Juha-Matti Santala
Community Builder. Dreamer. Adventurer.

The Cost of a Purchase

Last week I had an interesting conversation with a friend. We started talking about minimalism and getting rid of excess stuff as she was moving to a new apartment. The long-winding discussion led to a topic of how I have changed my perception of the cost of things. Back in the day I was mostly measuring everything by their monetary value: do I have enough euros or dollars in my bank account to make this purchase. As I got older and my salary increased, suddenly very few everyday items became out of reach. That's why my house started to fill with stuff that I thought I needed but didn't actually even spend another second thinking about my needs.

Now I consider other aspects than money: I think about what I need to get rid of to make the new purchase fit into my backpack and I need to think about the lifetime expense of owning something. Suddenly I'm not filling my house with 5€ trinkets just because they were on sale. Or buying a new tv just because I was able to financially pay for it.

I have never been good at waiting or sleeping over night before purchasing stuff. When I wanted or felt that I needed something, I just bought it. Limiting my life into a backpack, I have found new superpowers in this realm. I have been thinking about renting an apartment for a while now but so far I haven't figured out what I want. I would love to get a palm-size video projector since I love watching movies and playing games on a big screen. Instead of buying the first one I found (like I would have done in the past), I've been doing some research and trying to find compelling reasons why I absolutely need it. So far I haven't been able to convince myself.
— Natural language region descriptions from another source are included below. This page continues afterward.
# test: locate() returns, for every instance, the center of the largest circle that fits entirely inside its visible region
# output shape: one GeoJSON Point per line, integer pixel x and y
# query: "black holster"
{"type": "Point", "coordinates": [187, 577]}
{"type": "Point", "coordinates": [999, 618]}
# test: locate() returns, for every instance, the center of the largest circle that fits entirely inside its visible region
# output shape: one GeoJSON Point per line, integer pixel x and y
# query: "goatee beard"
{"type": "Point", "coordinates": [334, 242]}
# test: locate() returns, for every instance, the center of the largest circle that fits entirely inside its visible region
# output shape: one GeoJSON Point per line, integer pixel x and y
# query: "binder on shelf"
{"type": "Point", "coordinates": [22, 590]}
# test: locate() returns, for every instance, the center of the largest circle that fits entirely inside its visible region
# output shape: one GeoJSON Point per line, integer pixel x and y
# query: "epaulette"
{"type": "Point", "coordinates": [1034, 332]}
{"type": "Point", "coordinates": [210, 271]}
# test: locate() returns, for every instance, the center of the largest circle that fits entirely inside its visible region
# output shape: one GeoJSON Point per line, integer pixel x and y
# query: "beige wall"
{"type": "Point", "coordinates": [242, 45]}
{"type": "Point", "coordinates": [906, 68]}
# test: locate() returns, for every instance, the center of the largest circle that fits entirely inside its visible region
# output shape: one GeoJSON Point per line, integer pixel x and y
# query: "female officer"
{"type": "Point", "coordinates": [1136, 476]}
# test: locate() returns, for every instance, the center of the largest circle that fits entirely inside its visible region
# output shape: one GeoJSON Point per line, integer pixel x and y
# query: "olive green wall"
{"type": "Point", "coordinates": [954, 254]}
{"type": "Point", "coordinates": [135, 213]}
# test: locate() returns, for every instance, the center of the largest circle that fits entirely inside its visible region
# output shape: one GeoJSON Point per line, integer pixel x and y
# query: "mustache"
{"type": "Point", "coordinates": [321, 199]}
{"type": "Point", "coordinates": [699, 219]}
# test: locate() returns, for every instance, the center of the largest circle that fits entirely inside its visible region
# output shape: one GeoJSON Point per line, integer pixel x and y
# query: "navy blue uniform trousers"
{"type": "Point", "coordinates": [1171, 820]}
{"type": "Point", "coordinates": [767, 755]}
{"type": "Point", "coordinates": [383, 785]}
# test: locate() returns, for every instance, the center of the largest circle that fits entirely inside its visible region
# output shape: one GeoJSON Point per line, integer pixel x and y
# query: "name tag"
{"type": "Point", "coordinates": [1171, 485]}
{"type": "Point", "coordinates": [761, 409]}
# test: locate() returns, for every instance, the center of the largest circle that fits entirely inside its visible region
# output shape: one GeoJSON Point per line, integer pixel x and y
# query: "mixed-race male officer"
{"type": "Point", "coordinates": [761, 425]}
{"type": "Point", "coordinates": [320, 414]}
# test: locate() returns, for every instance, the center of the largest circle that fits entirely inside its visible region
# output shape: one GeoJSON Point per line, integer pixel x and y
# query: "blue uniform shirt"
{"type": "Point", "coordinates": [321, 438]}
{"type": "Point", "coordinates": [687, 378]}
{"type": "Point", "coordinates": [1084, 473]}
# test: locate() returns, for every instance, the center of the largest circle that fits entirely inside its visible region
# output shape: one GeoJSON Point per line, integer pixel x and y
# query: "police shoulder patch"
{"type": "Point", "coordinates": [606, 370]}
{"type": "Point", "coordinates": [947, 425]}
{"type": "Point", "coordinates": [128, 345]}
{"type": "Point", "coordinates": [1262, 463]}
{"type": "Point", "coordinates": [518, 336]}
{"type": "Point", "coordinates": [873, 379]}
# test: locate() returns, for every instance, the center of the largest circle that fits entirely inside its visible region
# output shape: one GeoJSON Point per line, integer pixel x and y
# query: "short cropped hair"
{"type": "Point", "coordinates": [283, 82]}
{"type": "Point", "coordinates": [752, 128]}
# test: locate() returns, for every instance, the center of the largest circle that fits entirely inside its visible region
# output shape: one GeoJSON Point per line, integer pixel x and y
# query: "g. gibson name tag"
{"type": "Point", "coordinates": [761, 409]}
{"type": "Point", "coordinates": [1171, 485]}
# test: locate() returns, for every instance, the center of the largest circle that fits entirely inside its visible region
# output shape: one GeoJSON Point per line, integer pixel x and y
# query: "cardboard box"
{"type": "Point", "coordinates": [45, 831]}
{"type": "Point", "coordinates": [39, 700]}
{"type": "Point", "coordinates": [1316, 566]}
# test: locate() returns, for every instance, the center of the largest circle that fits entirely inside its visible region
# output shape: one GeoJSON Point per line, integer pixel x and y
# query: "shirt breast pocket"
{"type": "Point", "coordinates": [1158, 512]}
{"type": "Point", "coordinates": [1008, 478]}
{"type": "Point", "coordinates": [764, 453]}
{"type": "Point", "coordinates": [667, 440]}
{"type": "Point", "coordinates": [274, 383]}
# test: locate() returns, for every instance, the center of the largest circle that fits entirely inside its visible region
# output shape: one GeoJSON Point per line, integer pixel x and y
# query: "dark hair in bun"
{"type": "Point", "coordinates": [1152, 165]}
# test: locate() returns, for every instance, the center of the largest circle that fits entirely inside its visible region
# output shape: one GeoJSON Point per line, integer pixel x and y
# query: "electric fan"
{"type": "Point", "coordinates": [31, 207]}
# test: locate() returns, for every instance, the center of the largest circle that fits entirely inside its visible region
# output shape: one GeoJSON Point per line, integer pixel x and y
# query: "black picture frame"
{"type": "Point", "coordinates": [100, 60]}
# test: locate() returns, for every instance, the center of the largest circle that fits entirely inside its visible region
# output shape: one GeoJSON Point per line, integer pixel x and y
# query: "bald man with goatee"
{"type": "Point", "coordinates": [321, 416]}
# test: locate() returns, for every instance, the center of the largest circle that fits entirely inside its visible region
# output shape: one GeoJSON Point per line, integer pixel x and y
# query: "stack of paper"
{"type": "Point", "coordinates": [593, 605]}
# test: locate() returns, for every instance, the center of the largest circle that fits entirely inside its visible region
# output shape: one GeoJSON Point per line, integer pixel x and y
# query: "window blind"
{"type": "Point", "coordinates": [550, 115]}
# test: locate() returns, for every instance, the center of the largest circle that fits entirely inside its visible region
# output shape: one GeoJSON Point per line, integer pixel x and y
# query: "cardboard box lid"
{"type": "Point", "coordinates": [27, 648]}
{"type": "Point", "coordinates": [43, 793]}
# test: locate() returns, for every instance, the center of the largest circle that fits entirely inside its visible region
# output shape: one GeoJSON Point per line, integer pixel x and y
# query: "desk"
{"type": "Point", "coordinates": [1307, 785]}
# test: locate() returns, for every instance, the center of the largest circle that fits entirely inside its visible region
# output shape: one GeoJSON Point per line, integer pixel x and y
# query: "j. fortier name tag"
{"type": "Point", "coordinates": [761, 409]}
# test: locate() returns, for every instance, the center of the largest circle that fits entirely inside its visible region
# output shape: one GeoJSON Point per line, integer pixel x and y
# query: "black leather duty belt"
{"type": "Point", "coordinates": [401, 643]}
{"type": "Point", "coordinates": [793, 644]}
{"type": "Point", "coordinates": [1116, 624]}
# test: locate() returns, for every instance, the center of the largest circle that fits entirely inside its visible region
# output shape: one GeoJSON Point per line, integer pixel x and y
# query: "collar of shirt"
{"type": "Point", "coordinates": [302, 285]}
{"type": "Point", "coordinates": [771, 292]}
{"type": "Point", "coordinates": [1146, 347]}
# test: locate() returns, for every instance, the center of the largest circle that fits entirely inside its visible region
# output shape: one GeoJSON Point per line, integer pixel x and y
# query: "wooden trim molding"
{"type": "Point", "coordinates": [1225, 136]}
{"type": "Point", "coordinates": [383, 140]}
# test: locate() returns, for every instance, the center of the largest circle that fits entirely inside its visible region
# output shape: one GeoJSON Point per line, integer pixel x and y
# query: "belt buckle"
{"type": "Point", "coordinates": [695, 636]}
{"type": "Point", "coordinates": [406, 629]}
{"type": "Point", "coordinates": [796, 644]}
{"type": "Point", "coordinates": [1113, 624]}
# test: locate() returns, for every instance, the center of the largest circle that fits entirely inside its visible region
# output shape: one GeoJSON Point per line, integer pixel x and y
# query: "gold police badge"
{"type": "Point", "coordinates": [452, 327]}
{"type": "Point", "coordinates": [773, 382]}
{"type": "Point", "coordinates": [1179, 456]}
For long I was a sucker for free stuff. I participated in all sorts of competitions and quizzes in hopes of winning something usually completely useless. I collected all sorts of marketing swag that companies gave for free, just because I made the decision based on the financial ability and not by the burden of ownership.
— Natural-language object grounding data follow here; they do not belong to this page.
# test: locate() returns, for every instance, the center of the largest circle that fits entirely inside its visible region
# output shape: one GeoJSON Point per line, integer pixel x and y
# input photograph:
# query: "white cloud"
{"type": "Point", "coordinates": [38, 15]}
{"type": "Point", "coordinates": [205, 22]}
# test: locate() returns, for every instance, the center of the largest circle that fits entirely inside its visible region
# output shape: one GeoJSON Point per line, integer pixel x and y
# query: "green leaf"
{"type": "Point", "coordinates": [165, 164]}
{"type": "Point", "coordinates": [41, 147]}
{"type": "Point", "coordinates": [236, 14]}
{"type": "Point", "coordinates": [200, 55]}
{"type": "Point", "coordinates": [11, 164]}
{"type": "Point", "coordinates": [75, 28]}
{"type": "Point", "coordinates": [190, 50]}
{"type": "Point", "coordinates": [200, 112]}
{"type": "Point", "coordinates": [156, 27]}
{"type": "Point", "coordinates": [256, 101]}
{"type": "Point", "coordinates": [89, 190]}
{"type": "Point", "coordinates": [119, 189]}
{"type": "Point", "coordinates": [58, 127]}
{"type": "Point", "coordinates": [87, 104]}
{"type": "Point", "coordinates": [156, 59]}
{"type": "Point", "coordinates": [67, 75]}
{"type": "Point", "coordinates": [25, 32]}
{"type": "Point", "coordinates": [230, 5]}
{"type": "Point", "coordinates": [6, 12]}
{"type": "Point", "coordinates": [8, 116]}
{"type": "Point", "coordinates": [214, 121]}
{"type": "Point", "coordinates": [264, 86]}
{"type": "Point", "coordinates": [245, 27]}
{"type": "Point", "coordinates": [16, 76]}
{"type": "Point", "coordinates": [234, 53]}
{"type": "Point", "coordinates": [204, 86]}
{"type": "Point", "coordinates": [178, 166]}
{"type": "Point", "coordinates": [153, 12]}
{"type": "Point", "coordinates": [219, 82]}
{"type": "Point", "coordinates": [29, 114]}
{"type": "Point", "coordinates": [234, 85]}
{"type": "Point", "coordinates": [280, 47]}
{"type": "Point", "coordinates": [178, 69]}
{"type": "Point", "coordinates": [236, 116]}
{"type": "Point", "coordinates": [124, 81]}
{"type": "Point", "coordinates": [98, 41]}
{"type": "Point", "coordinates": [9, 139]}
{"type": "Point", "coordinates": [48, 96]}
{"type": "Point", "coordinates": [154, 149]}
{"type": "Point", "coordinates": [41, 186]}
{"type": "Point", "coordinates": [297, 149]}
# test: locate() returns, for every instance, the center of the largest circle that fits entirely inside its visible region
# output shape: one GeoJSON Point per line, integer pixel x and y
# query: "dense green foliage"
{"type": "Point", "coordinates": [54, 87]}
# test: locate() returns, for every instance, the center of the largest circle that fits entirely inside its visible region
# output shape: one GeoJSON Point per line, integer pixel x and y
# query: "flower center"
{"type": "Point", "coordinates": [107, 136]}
I have also started to borrow things to see how much I would use something before buying. For the past two weeks, I've been playing with Nintendo Switch I borrowed from a friend. I wanted to buy one since it's small, fits into my backpack and I love playing games. Since Playstation doesn't fit into the bag, Switch was my next choice but now after playing with it for couple of weeks, I'm not sure I actually want to have one cluttering up my bag.